Eu estava tão bem dispostinha. Fiz anos no início da semana — não me entupam a caixa de comentários com parabéns atrasados, deixem lá isso — e foi um bom dia. Fiz uma sessão dupla de cinema numa sala com boas cadeiras e matinés povoadas de reformados privilegiados com uma vida social ativa, que me inspiram. Vi um filme que passadas 24 horas ainda não sei se gostei, e que traumatizou ligeiramente a namorada do meu filho, Bugonia, e outro que reacendeu a chama nunca apagada da minha eterna girl crush, Julia Sorriso-Mais-Bonito-Da-História-do-Cinema Roberts, Depois da Caçada.

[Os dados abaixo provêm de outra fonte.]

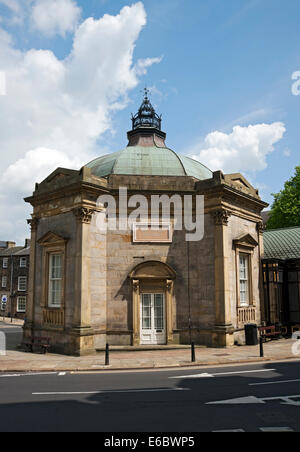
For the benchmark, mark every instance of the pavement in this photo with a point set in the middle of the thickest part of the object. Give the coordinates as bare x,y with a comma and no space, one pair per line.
261,397
19,361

Fui ao meu chinês favorito, acabei no meu coreano de eleição. Um dia supimpa.

Corta para uma noite no sofá com uma malga de sopa de espinafres a ver a nova série de Ryan Murphy All’s Fair, na Disney Plus. E nem sequer posso exercer represálias sobre o editor, porque fui eu que me propus a ver esta desgraça em três atos. E digo três, porque é o número de episódios servido na estreia. Estou capaz de apostar o dedo mindinho do pé direito em como os sete que se hão-de seguir vão ser igualmente maus.

Não é uma aposta muito ambiciosa, bem sei, mas muito embora All’s Fair me tenha dado ganas de enfiar um garfo de sobremesa no olho, não há aqui nadinha que seja merecedor de sacrifício de monta. E isto apesar de Sarah Paulson, que é absurda de boa, mas não salva a honra da firma. Esta é uma série de advogadas “mulheres que defendem mulheres”, mas faz tão bem ao feminismo como a Ministra do Trabalho “o que estas gajas querem sei eu…” Maria do Rosário Ramalho. Soubesse eu o que sei hoje e mais valia uma maratona do Keeping Up with the Kardashians, do que três episódios disto. Se calhar estou a exagerar, mas isto ainda está muito a quente.

[o trailer de “All’s Fair”:]

All’s Fair começa com um flashback. Dez anos antes, Allura Grant (Kim Kardashian) e Liberty Ronson (Naomi Watts) trabalhavam numa firma de advogados carregadinha de misóginos, ó espanto, e decidiram dar um pontapé na mesa de mogno e abrir a sua própria firma. A advogada sénior Dina Standish (Glenn Close), “aquela que andou para outras poderem correr” (esta expressão dá-me um pouco de náusea, o que a torna absolutamente adequada para a circunstância), apoiou-as a seguir em frente e até lhes deu permissão para levaram uma pessoa da firma, como se elas precisassem desse indulto para alguma coisa, mas enfim.

Ao invés de convidarem outra advogada, escolheram a investigadora Emerald Greene (Niecy Nash) o que provocou uma dor de corno de proporções bíblicas a Carrington Lane (Sarah Paulson). Carrington descontou a raiva na mentora Dina e na decoração do escritório dela, que a tentou acalmar recorrendo a uma citação de Golda Meir “Não ser bonita foi a verdadeira benção. Obrigou-me a desenvolver os meus recursos internos”. E não há nada mais apaziguador para alguém que se está a sentir preterida e injustiçada, do que acrescentar que é um valente estafermo.

A rejeição deu-lhe fogo no rabo e Carrington decide abrir a sua própria firma e promete passar o resto dos seus dias a alimentar com um dieta rica em vitaminas e proteínas este ódiozinho de estimação. Dez anos depois, a firma Granton, Ronson anda Green é um sucesso, como é demonstrado numa cena que leva o conceito de exposição para todo um novo nível: “Então, qual foi o teu caso preferido dos últimos 10 anos?”. Isto não é enfiar informação pela goela abaixo do espectador, isto é um clister.